The other view is that nothing is deterministic. All events are just probabilistic, but some have very high (or low) probabilities that are experimentally indistinguishable from determinism.

Since no one has thought of any way to finally empirically test either assumption, they must be considered metaphysical faiths.

These two positions are actually only our models of reality and they are both useful but incompatible [complementary] models.

Max Planck emphasized that, "For it is clear to everybody that there must be an unfathomable gulf between a probability, however small, and an absolute impossibility . . . Thus [deterministic] dynamics and statistics cannot be regarded as interrelated.”

Ira Glickstein said...

Right, Howard, our old argument! (Just like an old married couple :^)

OK, I am willing to take the "nothing is deterministic" stance from now on in this thread.

Given that "All events are just probabilistic", when do you think "meaning" arose in the Miller-Urey experiment that produced amino acids from non-organic precursors? (And, am I misremembering your involvement?)

Do you think it is posssible that some future Miller-Urey-like experiment, starting with non-organic precursors, will eventually yield primitive reproducing life-forms? I believe such an experiment (assuming success) will have something like primitive RNA and DNA (but most likely have different code details). Do you agree?

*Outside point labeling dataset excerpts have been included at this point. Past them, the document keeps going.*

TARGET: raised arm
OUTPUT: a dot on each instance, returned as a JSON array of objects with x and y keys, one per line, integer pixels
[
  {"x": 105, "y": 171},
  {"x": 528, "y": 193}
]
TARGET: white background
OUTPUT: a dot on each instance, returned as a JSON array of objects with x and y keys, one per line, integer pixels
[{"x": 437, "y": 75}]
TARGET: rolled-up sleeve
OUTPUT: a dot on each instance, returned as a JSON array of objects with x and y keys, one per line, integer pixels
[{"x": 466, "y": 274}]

Assuming the million monkeys are "just probabilistic", and one happens to turn out a paragraph that you and I find "meaningful" and perhaps even "poignant", when did that "meaning" happen? When we read it or when the monkey typed it?

Sorry for all these questions, but you are, after all, my most influential professor!

Ira Glickstein

Howard Pattee said...

Ira wants to know: “when did that "meaning" happen? When we read it or when the monkey typed it?” My short answer is: “When we read it.”

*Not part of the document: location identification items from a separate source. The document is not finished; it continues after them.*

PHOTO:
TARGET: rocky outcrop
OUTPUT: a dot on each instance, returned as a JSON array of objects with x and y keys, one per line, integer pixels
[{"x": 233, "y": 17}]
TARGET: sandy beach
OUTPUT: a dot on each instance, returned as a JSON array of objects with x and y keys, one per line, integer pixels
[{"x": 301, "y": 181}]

But Ira is not alone in his question! The long answer is that this is the basic question of epistemology, a case of what philosophers call the mind-matter problem or more generally the symbol-matter problem. That is, when does any collection or pattern of matter become more than just physical and chemical substance? When does a molecule become a message?

Many biologists and semioticians argue that the first message was at the origin of life. That required the cell’s genetic message. Certainly DNA has meaning for the cell. It is the heritable record of past selection events that controls reproduction. At the other end of the hierarchy of evolved meanings cognitive scientists wonder when brain matter becomes conscious.

In physics this is called the measurement problem: When does the material measuring instrument produce a symbolic result? In quantum theory they say it is when the wave function loses its entanglement (decoheres) and becomes a classical probability. When and how that happens is very mysterious. In any case, most everyone (e.g., Heisenburg, Pauli, Bohr, von Neumann) agrees that to measure anything one must make a sharp epistemic cut between the measuring device and the system being measured.

In artificial intelligence this is the problem of when the hardware and voltages in a computer can be called symbolic. Harnad calls this the symbol-grounding problem. Searle’s “Chinese room” is an example of the conceptual problem. The Turing Test is the classic example.

Excuse my lecturing, but this is the problem I have worried about for 50 years. Google “epistemic cut” if you want to worry about it further.